Our favourite attorney across the pond is still going strong and his latest focus is on remarriage and why, despite the increasing divorce rate in second and third marriages, hope still triumphs over experience.

This week sees him chatting on Big Blend Radio about remarriage with several other interesting guests, so tune in tomorrow at 3:55PM Eastern time (2:55PM Central, 1:55PM Mountain, 12:55PM Pacific/Arizona), 8pm (GMT, we think….), to hear this very down to earth and insightful lawyer tell it, in his usual style…. like it is.

We’ve added Jim Duzak’s introduction on the interview tomorrow and an article he’s written on remarriage, too. Enjoy…..

Back in 1769, the great Samuel Johnson said that remarriage after divorce represents “The Triumph of Hope over Experience.”

Things haven’t changed much since then. Hope still very often triumphs over experience, as evidenced in the sixty percent divorce rate for second marriages and the nearly seventy-five percent divorce rate for third marriages. Why? Don’t people learn from their mistakes? Unfortunately, in many cases they don’t, or they rush into another marriage for the wrong reasons…..

            Why Second and Third Marriages Often End in Divorce

                                             By Jim Duzak

Statistically speaking, the more times you’ve been married in the past, the more likely you’ll get divorced again if you remarry.

The divorce rate for first marriages (meaning a marriage in which neither person has been married before) is about forty percent. But for second marriages (i.e., at least one of the spouses has been married once before) the rate jumps to sixty percent, and for third marriages (at least one of the spouses has been married twice before) it’s a whopping seventy-three percent.

Why would this be?

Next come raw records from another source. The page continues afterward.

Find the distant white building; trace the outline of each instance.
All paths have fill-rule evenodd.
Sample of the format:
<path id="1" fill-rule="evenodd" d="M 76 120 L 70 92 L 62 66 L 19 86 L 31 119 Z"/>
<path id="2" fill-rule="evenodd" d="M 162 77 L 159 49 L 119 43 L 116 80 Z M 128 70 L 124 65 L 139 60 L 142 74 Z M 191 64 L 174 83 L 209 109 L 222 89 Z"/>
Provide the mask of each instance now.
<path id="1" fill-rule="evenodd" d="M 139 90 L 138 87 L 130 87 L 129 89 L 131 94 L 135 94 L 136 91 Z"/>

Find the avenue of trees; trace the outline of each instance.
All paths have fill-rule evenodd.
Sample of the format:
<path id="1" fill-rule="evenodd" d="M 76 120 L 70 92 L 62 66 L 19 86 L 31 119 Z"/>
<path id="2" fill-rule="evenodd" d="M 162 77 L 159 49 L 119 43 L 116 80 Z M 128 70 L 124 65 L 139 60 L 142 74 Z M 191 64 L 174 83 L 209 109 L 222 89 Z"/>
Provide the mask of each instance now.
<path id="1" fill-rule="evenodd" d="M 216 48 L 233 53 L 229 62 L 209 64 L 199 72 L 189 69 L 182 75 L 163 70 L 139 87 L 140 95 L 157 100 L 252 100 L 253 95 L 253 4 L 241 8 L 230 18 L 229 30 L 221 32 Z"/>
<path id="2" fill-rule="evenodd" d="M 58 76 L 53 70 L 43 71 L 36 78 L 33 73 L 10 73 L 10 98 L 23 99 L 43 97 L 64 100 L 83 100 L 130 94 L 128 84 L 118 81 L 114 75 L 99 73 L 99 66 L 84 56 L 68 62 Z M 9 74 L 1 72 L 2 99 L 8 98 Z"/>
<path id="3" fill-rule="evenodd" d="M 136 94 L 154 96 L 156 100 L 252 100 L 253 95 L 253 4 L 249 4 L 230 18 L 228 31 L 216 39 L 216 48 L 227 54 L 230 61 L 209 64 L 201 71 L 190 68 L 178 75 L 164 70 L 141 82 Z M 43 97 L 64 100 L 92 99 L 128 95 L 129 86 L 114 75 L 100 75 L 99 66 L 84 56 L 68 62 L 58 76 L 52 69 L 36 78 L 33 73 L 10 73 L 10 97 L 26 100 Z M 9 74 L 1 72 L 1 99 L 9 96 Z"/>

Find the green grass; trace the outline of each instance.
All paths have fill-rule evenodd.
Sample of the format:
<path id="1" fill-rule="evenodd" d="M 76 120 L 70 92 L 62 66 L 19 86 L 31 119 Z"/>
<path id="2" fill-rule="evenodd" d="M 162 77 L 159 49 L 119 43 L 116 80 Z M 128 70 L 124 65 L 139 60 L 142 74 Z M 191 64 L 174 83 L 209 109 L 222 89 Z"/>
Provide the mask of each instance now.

Don’t people learn from their mistakes? Well, unfortunately, many people don’t, or they rush into another marriage for the wrong reasons or before they’ve figured out what went wrong last time. Here are some common post-divorce scenarios:

  • You may be blind to the role you played in the breakup; the problem was always something your “ex” did or didn’t do.
  • You may be stuck in your comfort zone, even when that comfort zone is harmful to you (e.g., you’re a woman who always seems to be attracted to men who abuse you or cheat on you).
  • You’re an incurable optimist when it comes to relationships, always falling in love too fast and always seeing your latest partner as the answer to your prayers.
  • You fear living alone, and will get married just to have someone to come home to.
  • You may be looking for a quick fix to the psychological wounds that divorce inflicts, rather than taking the time to heal.
  • If your ex was unfaithful during your marriage, you may immediately try to get revenge by taking up with someone else.
  • If you’re a man, you may lack basic household skills such as cooking, cleaning, and food shopping, and will get remarried just to avoid having to learn them.
  • If you’re a woman and your husband was the one who filed for divorce, you may feel rejected and unattractive, and you may marry the first man who comes along who makes you feel like a woman again.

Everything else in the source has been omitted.